19 Naomi, “Bugün nerede başak devşirdin, nerede çalıştın?” diye sordu. “Sana bunca yakınlık göstermiş olan her kimse, kutsansın!” Rut tarlasında çalıştığı adamdan söz ederek kaynanasına, “Bugün tarlasında çalıştığım adamın adı Boaz” dedi.
“Where did you glean today, and where did you work?” asked her mother-in-law. “A blessing on him who took notice of you!” So she told her mother-in-law where she had worked. “The name of the man with whom I worked today,” she said, “is Boaz.”

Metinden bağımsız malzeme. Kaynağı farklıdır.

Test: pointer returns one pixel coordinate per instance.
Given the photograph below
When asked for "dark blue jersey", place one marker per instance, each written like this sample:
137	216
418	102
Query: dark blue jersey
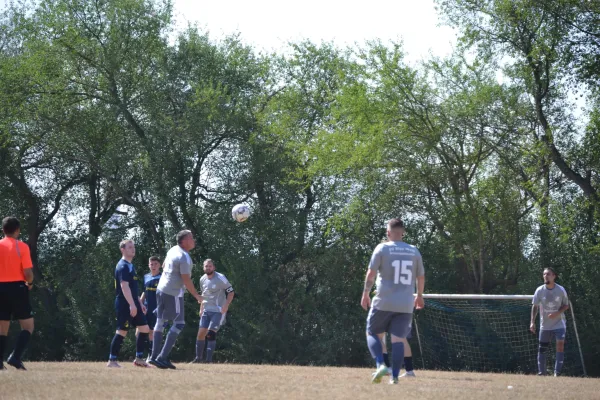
150	284
125	272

20 Naomi gelinine, “RAB, sağ kalanlardan da ölmüşlerden de iyiliğini esirgemeyen Boaz'ı kutsasın” dedi. Sonra ekledi: “O adam akrabalarımızdan, yakın akrabalarımızdan biridir.”
Naomi said to her daughter-in-law, “May the blessing of the Lord rest on this man who has not ceased to show his loving-kindness to the living and to the dead. The man,” she added, “is a near relation of ours.”
21 Moavlı Rut şöyle konuştu: “Üstelik bana, ‘Adamlarım bütün biçme işini bitirinceye kadar onlarla birlikte kal’ dedi.”
“He told me,” Ruth said, “that I must keep near his young men until they have completed all his harvest.”
22 Naomi, gelini Rut'a, “Kızım, onun kızlarıyla gitmen daha iyi. Başka bir tarlada sana zarar gelebilir” dedi.
Naomi said to Ruth, “It is best, my daughter, that you should go out with his girls because you might not be as safe in another field.”
23 Böylece Rut arpa ile buğday biçimi sonuna kadar Boaz'ın hizmetçi kızlarından ayrılmadı; başak devşirip kaynanasıyla oturmaya devam etti.
So she gleaned with the girls of Boaz until the end of the barley and wheat harvest; but she lived with her mother-in-law.